Grace is giving someone something they do not deserve. Forgiveness is allowing claims that you hold against others to no longer count against them. Love includes all of that.


It may be extremely hard to love the people that hurt you. If you cannot yet do it n your own strength, I encourage you as an ambassador of God to represent His love to them. God loves them and you enough that even while we hated him, He would lay His life down to start a relationship with us. As an ambassador for Christ I encourage you to allow those claims to die.

"Do not remember the former things, Nor consider the things of old. Behold, I will do a new thing, Now it shall spring forth; Shall you not know it? I will even make a road in the wilderness And rivers in the desert.

(Isaiah 43:18-19)

In practicality, when the anger creeps up, or the negative feelings about yourself what this looks like is you reminding yourself of the goodness of God. The he things he has done and the things He is doing. When the frustration, depression or hatred of yourself is detected, find a way of quieting your spirit before the Lord and reminding it of how good God is. David wrote songs to quiet his soul. Why are you cast down, O my soul? And why are you disquieted within me? Hope in God, for I shall yet praise Him For the help of His countenance. (Psalms 42:5) Saul listened to some spirit-anointed music to calm his afflicted soul. Jesus cried out to His Father when he was in emotional turmoil. Simmilarly Paul exhorts us to combat anxiety with thanksgiving, prayers and petitioning God with the things we want. If you are having a hard time reminding yourself of God’s words, explain what you are feeling to someone you trust that knows God. They can help you remember what God is saying as well. The key is when your emotions start to go haywire, take it as an alarm clock that it’s time to realign your soul to the promises of God.

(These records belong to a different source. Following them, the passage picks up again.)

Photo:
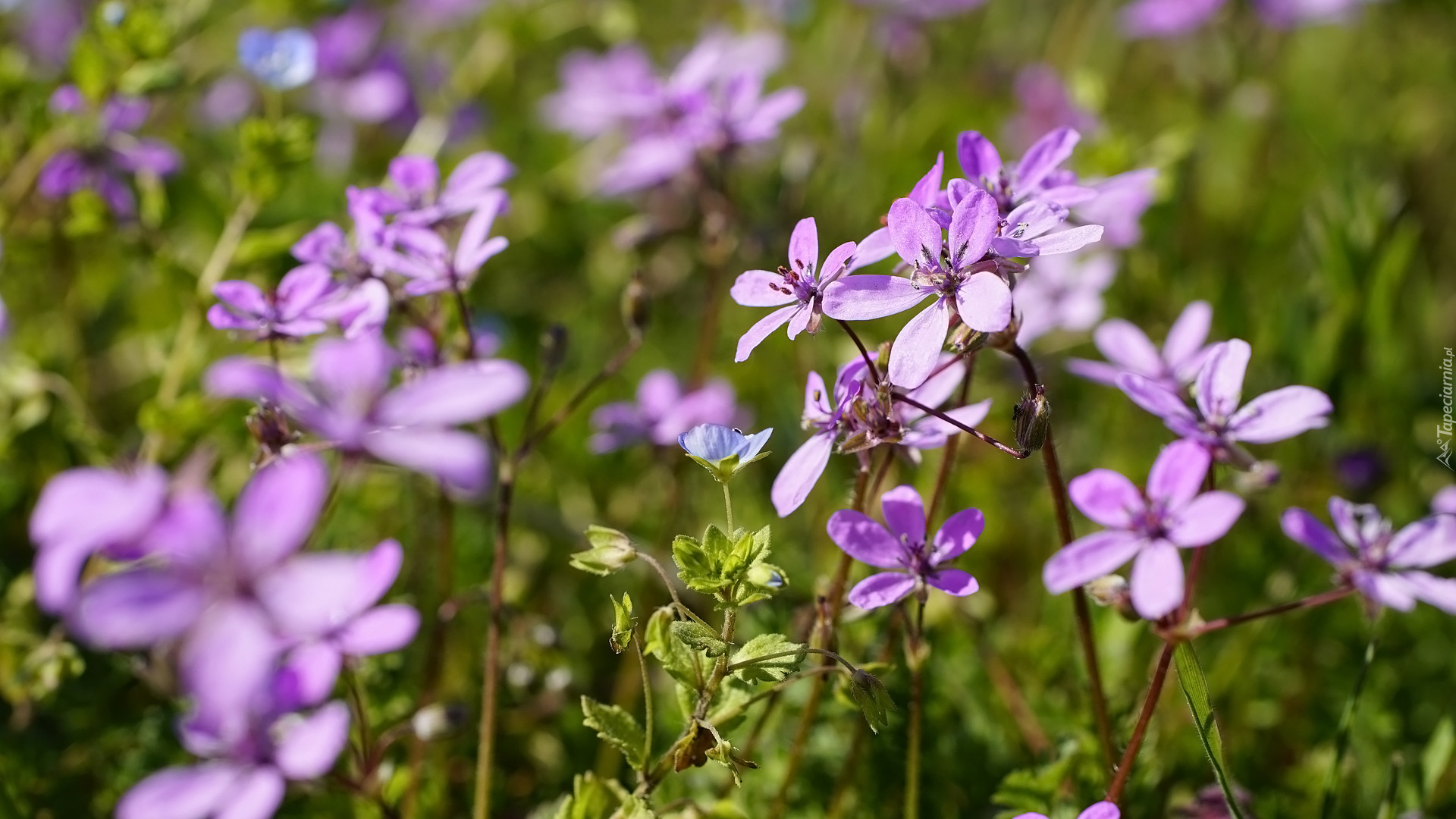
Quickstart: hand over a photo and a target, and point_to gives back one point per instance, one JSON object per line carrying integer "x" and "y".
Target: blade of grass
{"x": 1196, "y": 691}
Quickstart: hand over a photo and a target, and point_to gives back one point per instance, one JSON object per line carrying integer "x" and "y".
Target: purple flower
{"x": 1062, "y": 292}
{"x": 957, "y": 279}
{"x": 900, "y": 545}
{"x": 1147, "y": 526}
{"x": 661, "y": 413}
{"x": 1376, "y": 561}
{"x": 117, "y": 155}
{"x": 1100, "y": 811}
{"x": 1216, "y": 420}
{"x": 245, "y": 777}
{"x": 350, "y": 404}
{"x": 281, "y": 60}
{"x": 1130, "y": 352}
{"x": 859, "y": 417}
{"x": 297, "y": 308}
{"x": 800, "y": 286}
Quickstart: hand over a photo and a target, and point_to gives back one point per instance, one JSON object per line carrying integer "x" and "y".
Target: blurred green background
{"x": 1305, "y": 191}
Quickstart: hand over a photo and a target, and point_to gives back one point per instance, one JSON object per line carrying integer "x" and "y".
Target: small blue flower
{"x": 723, "y": 450}
{"x": 283, "y": 60}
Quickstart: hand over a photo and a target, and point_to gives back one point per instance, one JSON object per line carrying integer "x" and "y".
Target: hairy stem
{"x": 1114, "y": 792}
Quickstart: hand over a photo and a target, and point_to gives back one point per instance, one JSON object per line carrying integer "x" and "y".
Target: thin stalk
{"x": 1079, "y": 601}
{"x": 1347, "y": 720}
{"x": 1114, "y": 792}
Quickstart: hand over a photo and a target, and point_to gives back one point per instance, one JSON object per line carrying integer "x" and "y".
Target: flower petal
{"x": 1280, "y": 414}
{"x": 1158, "y": 580}
{"x": 865, "y": 539}
{"x": 881, "y": 589}
{"x": 801, "y": 472}
{"x": 1107, "y": 497}
{"x": 1088, "y": 558}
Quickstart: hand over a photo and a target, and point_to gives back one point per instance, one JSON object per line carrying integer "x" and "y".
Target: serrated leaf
{"x": 701, "y": 637}
{"x": 617, "y": 727}
{"x": 767, "y": 670}
{"x": 1196, "y": 691}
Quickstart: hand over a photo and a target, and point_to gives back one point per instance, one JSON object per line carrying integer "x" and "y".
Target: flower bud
{"x": 1031, "y": 419}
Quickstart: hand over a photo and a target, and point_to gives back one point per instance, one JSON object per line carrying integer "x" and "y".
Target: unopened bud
{"x": 1031, "y": 419}
{"x": 635, "y": 305}
{"x": 437, "y": 720}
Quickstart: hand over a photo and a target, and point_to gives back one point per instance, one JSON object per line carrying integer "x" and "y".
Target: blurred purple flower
{"x": 281, "y": 60}
{"x": 1062, "y": 292}
{"x": 859, "y": 416}
{"x": 1376, "y": 561}
{"x": 297, "y": 308}
{"x": 661, "y": 413}
{"x": 1147, "y": 526}
{"x": 900, "y": 545}
{"x": 115, "y": 156}
{"x": 1218, "y": 422}
{"x": 1130, "y": 352}
{"x": 800, "y": 286}
{"x": 350, "y": 404}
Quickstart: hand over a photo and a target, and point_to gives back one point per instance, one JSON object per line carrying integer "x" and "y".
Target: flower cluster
{"x": 259, "y": 629}
{"x": 712, "y": 102}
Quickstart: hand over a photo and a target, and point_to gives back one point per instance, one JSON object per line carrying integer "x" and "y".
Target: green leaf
{"x": 617, "y": 727}
{"x": 1196, "y": 691}
{"x": 767, "y": 670}
{"x": 701, "y": 637}
{"x": 1436, "y": 758}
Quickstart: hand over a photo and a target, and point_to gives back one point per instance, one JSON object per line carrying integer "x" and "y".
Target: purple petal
{"x": 957, "y": 534}
{"x": 764, "y": 328}
{"x": 952, "y": 582}
{"x": 379, "y": 632}
{"x": 1280, "y": 414}
{"x": 1044, "y": 156}
{"x": 1220, "y": 381}
{"x": 1156, "y": 580}
{"x": 1107, "y": 497}
{"x": 1088, "y": 558}
{"x": 1178, "y": 474}
{"x": 455, "y": 458}
{"x": 1126, "y": 346}
{"x": 977, "y": 155}
{"x": 973, "y": 226}
{"x": 256, "y": 795}
{"x": 881, "y": 589}
{"x": 1187, "y": 335}
{"x": 865, "y": 539}
{"x": 455, "y": 394}
{"x": 915, "y": 235}
{"x": 1307, "y": 529}
{"x": 761, "y": 289}
{"x": 905, "y": 515}
{"x": 918, "y": 349}
{"x": 984, "y": 302}
{"x": 277, "y": 510}
{"x": 309, "y": 746}
{"x": 137, "y": 608}
{"x": 180, "y": 793}
{"x": 1204, "y": 519}
{"x": 1430, "y": 541}
{"x": 792, "y": 485}
{"x": 859, "y": 297}
{"x": 804, "y": 248}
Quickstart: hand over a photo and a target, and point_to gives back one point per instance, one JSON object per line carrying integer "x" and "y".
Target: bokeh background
{"x": 1304, "y": 190}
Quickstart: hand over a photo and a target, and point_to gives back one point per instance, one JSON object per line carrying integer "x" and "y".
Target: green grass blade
{"x": 1196, "y": 691}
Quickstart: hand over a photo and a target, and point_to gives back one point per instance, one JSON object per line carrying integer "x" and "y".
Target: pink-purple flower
{"x": 1381, "y": 563}
{"x": 900, "y": 545}
{"x": 1145, "y": 526}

In this way you can be ready to be the ambassador of God to those people that have hurt you and finally and completely recover from those wounds.

Peace in Christ.

Edit: I may be done with this book review I may have one or two more things to say about it. I will be teaching a class however on relationships and recovery and how being prepared for that sort of ministry. I will be using another dealing with emotional health in relationships, "Boundaries" and posting all my notes here in this same fashion. Let me know if you like them or disagree with them. J

Edit PS: I added a bunch of links. I think I will do this for all future entries. Enjoy!



The way Paul taught to combat this assault on your mind is to bring “every thought into captivity to the obedience of Christ…” (2 Corinthians 10:5) meaning we don’t simply accept and repeat those lies to ourselves but we combat them with the way God thinks about us.

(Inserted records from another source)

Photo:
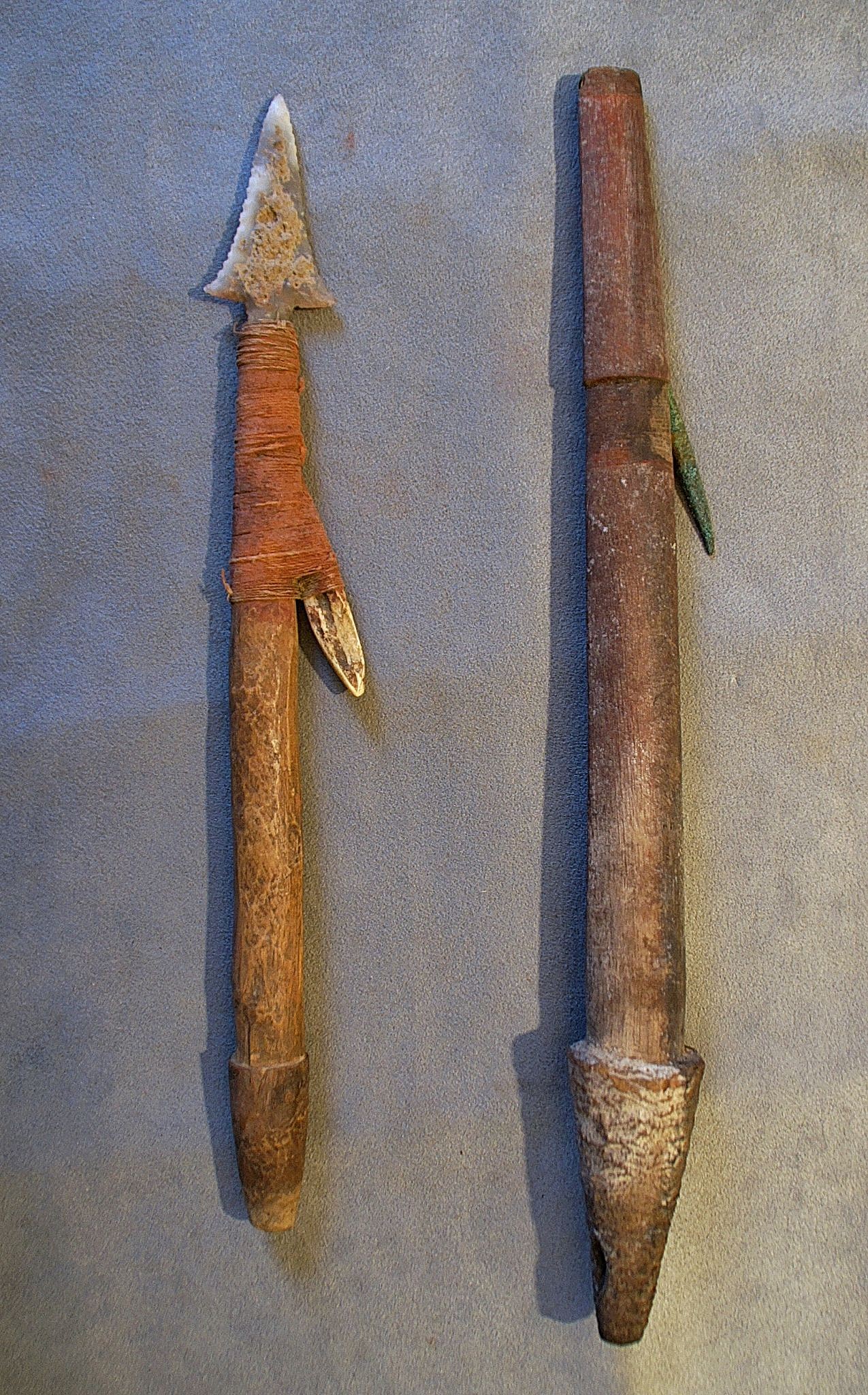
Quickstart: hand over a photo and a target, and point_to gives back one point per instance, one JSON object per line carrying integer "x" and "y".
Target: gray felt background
{"x": 440, "y": 1243}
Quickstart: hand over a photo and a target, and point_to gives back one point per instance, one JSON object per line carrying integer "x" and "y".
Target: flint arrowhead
{"x": 634, "y": 1120}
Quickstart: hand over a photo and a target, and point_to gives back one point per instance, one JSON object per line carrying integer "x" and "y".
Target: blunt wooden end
{"x": 271, "y": 1125}
{"x": 634, "y": 1123}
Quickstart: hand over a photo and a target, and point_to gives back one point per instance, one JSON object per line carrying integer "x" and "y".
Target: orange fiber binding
{"x": 279, "y": 543}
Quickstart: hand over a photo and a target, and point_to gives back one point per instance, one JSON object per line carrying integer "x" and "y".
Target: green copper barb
{"x": 689, "y": 477}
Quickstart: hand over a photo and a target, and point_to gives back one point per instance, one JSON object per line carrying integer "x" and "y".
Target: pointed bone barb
{"x": 335, "y": 628}
{"x": 634, "y": 1123}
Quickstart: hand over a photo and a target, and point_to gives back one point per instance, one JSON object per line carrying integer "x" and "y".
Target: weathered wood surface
{"x": 270, "y": 1070}
{"x": 634, "y": 1083}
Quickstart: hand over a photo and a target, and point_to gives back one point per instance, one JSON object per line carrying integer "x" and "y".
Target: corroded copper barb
{"x": 634, "y": 1083}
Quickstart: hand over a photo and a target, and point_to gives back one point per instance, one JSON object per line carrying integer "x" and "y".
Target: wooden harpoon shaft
{"x": 634, "y": 1084}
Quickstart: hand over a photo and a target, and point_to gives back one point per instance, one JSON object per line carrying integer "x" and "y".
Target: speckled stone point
{"x": 634, "y": 1083}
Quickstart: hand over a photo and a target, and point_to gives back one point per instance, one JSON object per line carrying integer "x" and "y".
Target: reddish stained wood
{"x": 634, "y": 1084}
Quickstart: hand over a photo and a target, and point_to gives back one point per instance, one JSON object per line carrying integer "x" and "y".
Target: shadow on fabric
{"x": 563, "y": 1280}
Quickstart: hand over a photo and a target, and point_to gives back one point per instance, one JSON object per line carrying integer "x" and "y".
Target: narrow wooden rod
{"x": 634, "y": 929}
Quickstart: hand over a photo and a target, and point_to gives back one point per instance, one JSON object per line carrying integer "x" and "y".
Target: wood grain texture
{"x": 268, "y": 1074}
{"x": 634, "y": 1084}
{"x": 634, "y": 928}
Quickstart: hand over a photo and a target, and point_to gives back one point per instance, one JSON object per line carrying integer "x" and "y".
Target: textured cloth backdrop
{"x": 440, "y": 1243}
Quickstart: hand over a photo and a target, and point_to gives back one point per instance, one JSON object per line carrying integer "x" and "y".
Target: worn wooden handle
{"x": 634, "y": 1083}
{"x": 279, "y": 553}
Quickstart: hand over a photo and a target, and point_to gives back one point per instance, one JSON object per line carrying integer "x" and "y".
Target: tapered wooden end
{"x": 634, "y": 1123}
{"x": 271, "y": 1125}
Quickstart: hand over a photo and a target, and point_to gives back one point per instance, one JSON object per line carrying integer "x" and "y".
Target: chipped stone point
{"x": 634, "y": 1120}
{"x": 271, "y": 264}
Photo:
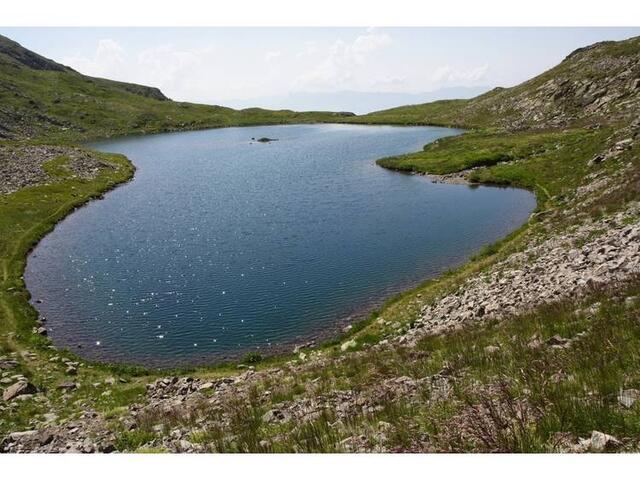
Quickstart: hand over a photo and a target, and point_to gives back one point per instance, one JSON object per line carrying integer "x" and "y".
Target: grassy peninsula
{"x": 533, "y": 345}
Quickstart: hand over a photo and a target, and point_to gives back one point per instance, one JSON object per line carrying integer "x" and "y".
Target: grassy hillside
{"x": 527, "y": 347}
{"x": 599, "y": 83}
{"x": 41, "y": 98}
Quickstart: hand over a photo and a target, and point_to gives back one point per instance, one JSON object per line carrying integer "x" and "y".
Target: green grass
{"x": 67, "y": 106}
{"x": 551, "y": 161}
{"x": 530, "y": 394}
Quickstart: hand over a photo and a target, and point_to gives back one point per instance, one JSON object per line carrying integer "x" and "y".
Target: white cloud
{"x": 341, "y": 63}
{"x": 107, "y": 59}
{"x": 447, "y": 74}
{"x": 272, "y": 55}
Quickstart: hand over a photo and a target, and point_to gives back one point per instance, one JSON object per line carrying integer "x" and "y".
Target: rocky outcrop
{"x": 564, "y": 266}
{"x": 23, "y": 166}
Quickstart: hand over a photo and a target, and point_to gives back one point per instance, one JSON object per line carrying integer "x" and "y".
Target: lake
{"x": 222, "y": 245}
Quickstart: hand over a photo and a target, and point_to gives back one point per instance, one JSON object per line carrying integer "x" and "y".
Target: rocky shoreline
{"x": 546, "y": 270}
{"x": 23, "y": 166}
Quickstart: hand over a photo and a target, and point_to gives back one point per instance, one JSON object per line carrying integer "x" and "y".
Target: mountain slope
{"x": 39, "y": 97}
{"x": 599, "y": 83}
{"x": 531, "y": 346}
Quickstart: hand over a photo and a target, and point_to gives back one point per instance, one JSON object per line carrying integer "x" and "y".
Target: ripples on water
{"x": 221, "y": 245}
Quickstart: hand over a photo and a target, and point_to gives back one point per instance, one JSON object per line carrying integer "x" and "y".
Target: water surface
{"x": 221, "y": 245}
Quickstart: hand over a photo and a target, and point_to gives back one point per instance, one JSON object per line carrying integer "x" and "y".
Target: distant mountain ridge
{"x": 598, "y": 83}
{"x": 356, "y": 101}
{"x": 40, "y": 97}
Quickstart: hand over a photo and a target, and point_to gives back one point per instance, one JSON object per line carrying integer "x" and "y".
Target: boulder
{"x": 348, "y": 345}
{"x": 21, "y": 387}
{"x": 600, "y": 442}
{"x": 627, "y": 398}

What comes next is adopting the same character of Christ that He applies to us. We do not deserve for Him to simply forget the things we’ve done wrong. By all rights, we deserve to experiences the consequences that our choices have brought. But Jesus steps in the way. He takes the wrath that you and I deserved. He takes the punishment we we’re left standing there in wonder and awe.

Let me at this point add that while the gift was free to receive it was not free to give nor should it have a nonchalant affect on our attitudes. Our response to Him is of our own free will. Most of us respond with thanks and amazement and praise. Beyond that many of us express our gratitude with devotion, that is, we give ourselves to Him. This is the calling of the Christian, the response of giving one’s entire self to Him is at once an act of thanks and of trust; trust that He is worthy and able to sustain a relationship of this type.

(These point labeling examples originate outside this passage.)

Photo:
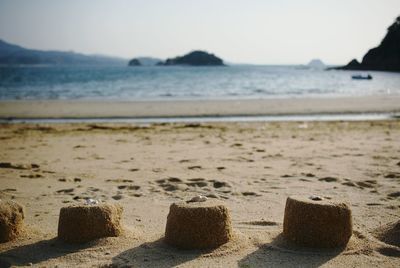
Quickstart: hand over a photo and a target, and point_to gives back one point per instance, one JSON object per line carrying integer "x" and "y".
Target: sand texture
{"x": 251, "y": 167}
{"x": 198, "y": 225}
{"x": 138, "y": 109}
{"x": 11, "y": 220}
{"x": 84, "y": 223}
{"x": 315, "y": 222}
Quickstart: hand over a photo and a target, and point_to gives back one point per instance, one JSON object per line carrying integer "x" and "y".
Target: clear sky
{"x": 241, "y": 31}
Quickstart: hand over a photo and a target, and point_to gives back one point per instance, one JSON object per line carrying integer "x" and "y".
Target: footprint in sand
{"x": 250, "y": 194}
{"x": 329, "y": 179}
{"x": 260, "y": 223}
{"x": 18, "y": 166}
{"x": 194, "y": 167}
{"x": 197, "y": 182}
{"x": 394, "y": 195}
{"x": 392, "y": 176}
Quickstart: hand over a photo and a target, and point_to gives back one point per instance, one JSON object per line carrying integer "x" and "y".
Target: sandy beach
{"x": 195, "y": 108}
{"x": 252, "y": 167}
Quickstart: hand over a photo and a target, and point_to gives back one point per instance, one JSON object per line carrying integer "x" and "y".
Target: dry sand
{"x": 252, "y": 167}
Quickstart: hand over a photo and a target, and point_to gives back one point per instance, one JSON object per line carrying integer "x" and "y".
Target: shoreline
{"x": 69, "y": 109}
{"x": 251, "y": 167}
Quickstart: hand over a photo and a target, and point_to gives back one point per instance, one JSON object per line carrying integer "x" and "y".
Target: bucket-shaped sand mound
{"x": 198, "y": 225}
{"x": 83, "y": 223}
{"x": 389, "y": 233}
{"x": 316, "y": 222}
{"x": 11, "y": 220}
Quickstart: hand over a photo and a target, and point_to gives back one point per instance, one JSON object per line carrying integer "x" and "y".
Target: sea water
{"x": 183, "y": 82}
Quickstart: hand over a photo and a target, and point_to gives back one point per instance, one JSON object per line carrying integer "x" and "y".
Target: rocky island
{"x": 385, "y": 57}
{"x": 134, "y": 62}
{"x": 195, "y": 58}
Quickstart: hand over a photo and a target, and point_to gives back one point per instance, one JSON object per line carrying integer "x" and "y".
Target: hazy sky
{"x": 243, "y": 31}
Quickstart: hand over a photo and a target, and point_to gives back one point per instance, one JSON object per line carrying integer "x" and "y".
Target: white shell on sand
{"x": 198, "y": 198}
{"x": 315, "y": 197}
{"x": 91, "y": 202}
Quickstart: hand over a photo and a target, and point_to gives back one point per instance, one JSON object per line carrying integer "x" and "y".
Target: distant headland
{"x": 385, "y": 57}
{"x": 194, "y": 58}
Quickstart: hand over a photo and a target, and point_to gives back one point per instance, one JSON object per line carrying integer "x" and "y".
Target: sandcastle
{"x": 86, "y": 222}
{"x": 11, "y": 220}
{"x": 315, "y": 222}
{"x": 198, "y": 224}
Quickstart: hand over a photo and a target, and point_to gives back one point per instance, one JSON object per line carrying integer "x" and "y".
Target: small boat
{"x": 361, "y": 77}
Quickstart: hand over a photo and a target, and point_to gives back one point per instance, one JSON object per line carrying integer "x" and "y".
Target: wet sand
{"x": 187, "y": 108}
{"x": 252, "y": 167}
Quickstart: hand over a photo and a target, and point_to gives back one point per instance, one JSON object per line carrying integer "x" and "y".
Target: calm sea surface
{"x": 170, "y": 83}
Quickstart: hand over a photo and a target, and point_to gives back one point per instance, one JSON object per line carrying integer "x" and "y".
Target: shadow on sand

For the person who has taken that step, the fruits are most likely already evident. As you take on the new identity as a child of God you learn that as God is forgiving, so should you be. You agree that you have freely received and agree to freely give (Matt 10:8). And beyond intellectual decisions, as you draw closer to God and develop a stronger relationship with him, you being to believe what He says about you more, the Holy Spirit comes and heals those old, you claim you new identity more readily and, acting more like God, you become more forgiving, you have more grace, you love those who, due to trespasses were unlovable to you.

It is valuable for a certain effect to remember old wounds. This is to gain understanding of why you have certain reactions to certain people. But it is essential for you as a child of God, letting go of your flesh to espouse the attitude of God and forget them. I love how some Bibles translate 1 Cor 13:5, “love keeps no record of wrongs.” How similar is that to God’s memory of our own sins?